Two algorithms are available for determining the local X-ray background. The simpler one assumes that the background is circularly symmetric about the direct-beam position and determines the background in a radial stripe 50 pixels wide. The orientation of this stripe is at 90° to the direction of the rotation axis in order to avoid any shadow arising from a solid backstop support (on the assumption that these are normally aligned parallel to the rotation axis), but this can be changed by ‘drag and drop’ in the Image display or via the Spot finding tab.

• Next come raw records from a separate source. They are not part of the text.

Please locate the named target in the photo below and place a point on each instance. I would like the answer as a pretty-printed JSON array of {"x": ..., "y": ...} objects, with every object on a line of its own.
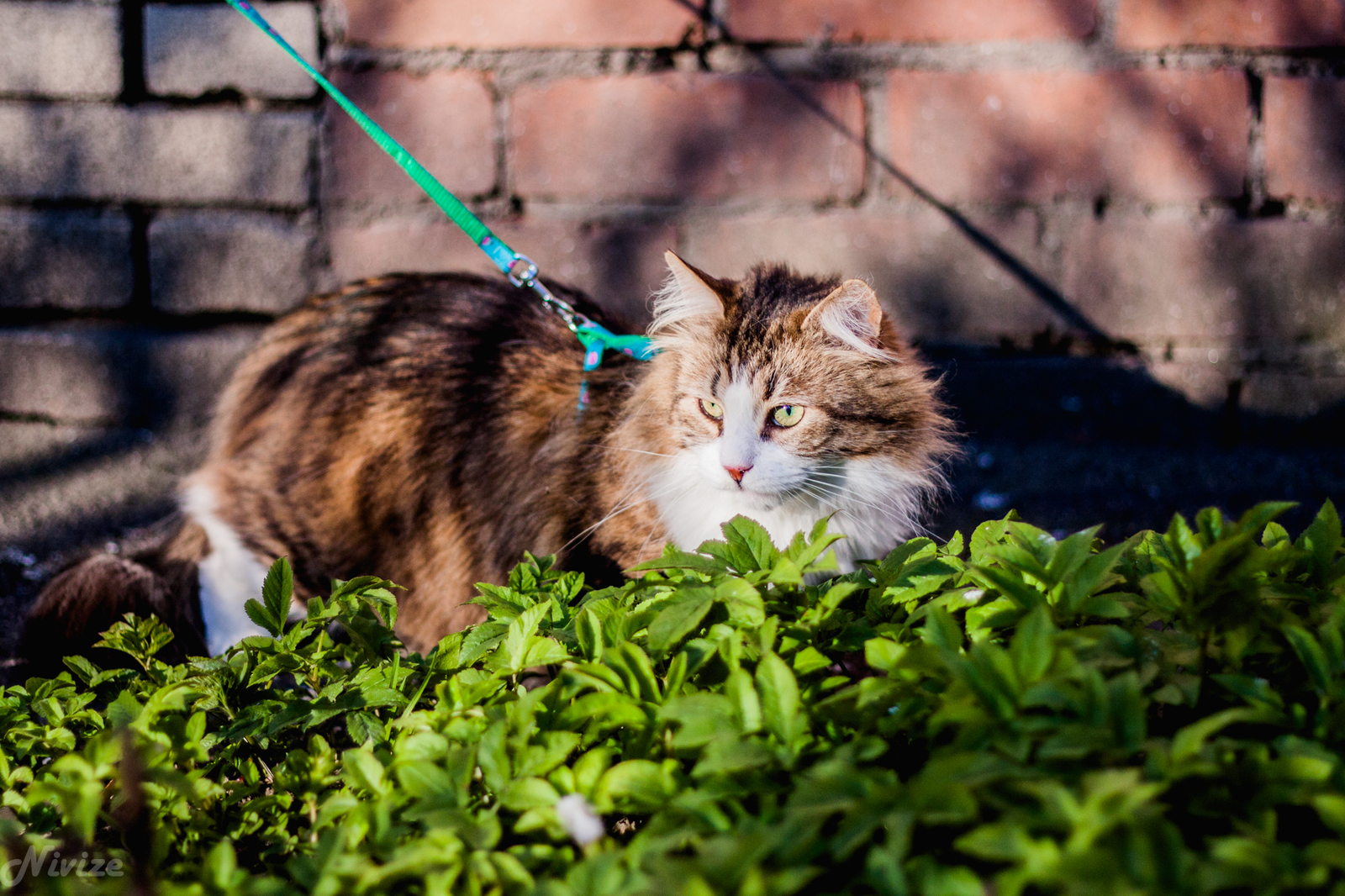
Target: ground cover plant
[{"x": 1009, "y": 714}]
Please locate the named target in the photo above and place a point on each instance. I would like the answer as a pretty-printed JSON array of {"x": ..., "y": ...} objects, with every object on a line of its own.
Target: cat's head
[{"x": 789, "y": 397}]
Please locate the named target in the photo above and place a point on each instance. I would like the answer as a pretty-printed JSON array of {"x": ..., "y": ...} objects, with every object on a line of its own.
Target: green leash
[{"x": 520, "y": 269}]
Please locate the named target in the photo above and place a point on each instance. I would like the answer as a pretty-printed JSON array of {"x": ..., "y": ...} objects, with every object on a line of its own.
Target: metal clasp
[{"x": 522, "y": 272}]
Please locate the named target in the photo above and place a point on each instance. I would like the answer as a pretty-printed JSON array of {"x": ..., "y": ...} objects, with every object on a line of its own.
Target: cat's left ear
[{"x": 852, "y": 316}]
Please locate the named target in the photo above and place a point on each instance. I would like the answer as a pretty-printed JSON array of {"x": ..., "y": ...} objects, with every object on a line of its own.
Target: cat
[{"x": 424, "y": 428}]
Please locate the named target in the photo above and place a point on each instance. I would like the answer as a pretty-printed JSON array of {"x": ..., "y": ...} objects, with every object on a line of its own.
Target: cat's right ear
[{"x": 689, "y": 296}]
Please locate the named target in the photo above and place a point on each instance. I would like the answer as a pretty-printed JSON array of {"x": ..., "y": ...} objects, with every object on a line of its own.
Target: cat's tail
[{"x": 87, "y": 598}]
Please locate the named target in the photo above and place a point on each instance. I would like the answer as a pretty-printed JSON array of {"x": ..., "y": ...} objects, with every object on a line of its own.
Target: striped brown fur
[{"x": 424, "y": 428}]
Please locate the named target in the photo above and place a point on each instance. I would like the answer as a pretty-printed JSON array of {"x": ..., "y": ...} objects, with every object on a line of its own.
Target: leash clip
[{"x": 522, "y": 271}]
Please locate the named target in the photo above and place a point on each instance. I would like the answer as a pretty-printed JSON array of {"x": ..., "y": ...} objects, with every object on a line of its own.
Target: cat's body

For tiled detectors, this stripe is automatically offset to avoid using pixels in the gaps between tiles for the initial estimate of the radial background. The second and generally preferred algorithm uses a local background calculation, which by default finds the background in boxes of size 50 × 50 pixels. In some cases, the local background method results in spurious spots being located close to sharp shadows in the image (e.g. owing to the backstop support). These are normally below the threshold for use in auto-indexing and can be ignored, but reducing the size of the local background region (e.g. to 20 × 20 pixels) will often eliminate these spurious spots. Even when the local background method is being used, an initial radial stripe background is determined to set parameters associated with the background determination, so it is important that this stripe (which can be displayed on the image with the spot-finding search area button) does not lie over a large shadow on the detector.
The inclusion of spots arising from crystalline ice can easily result in the failure of auto-indexing. To avoid this problem, spots within narrow resolution shells centred on the principal reflections of hexagonal crystalline ice are automatically excluded. In addition, if the diffraction is very weak the resolution limit for spot finding is automatically reduced to 4.5 Å in order to avoid including any noise features that might occur at higher resolution (e.g. owing to zingers) and the minimum spot size is also decreased. If there are only a few true Bragg spots present, the inclusion of only a small number of noise spots can lead to failure of the indexing. Finally, the intensity threshold for spots to be included in the auto-indexing is automatically set to 5, 10 or 20 depending on the strength of the diffraction (on the last image processed), which also decreases the chance of indexing failure. All of these options can be overridden in the Processing Options dialogue.
3.2. Indexing parameters
Only two user-definable parameters influence the indexing algorithm. These are the threshold for spots to be included in indexing (as mentioned in §3.1) and the maximum cell edge. The default value for the latter is set to the real-space distance corresponding to the closest two spots to be used in indexing, but this can be too high if spurious spots are above the indexing threshold or if a second lattice is present.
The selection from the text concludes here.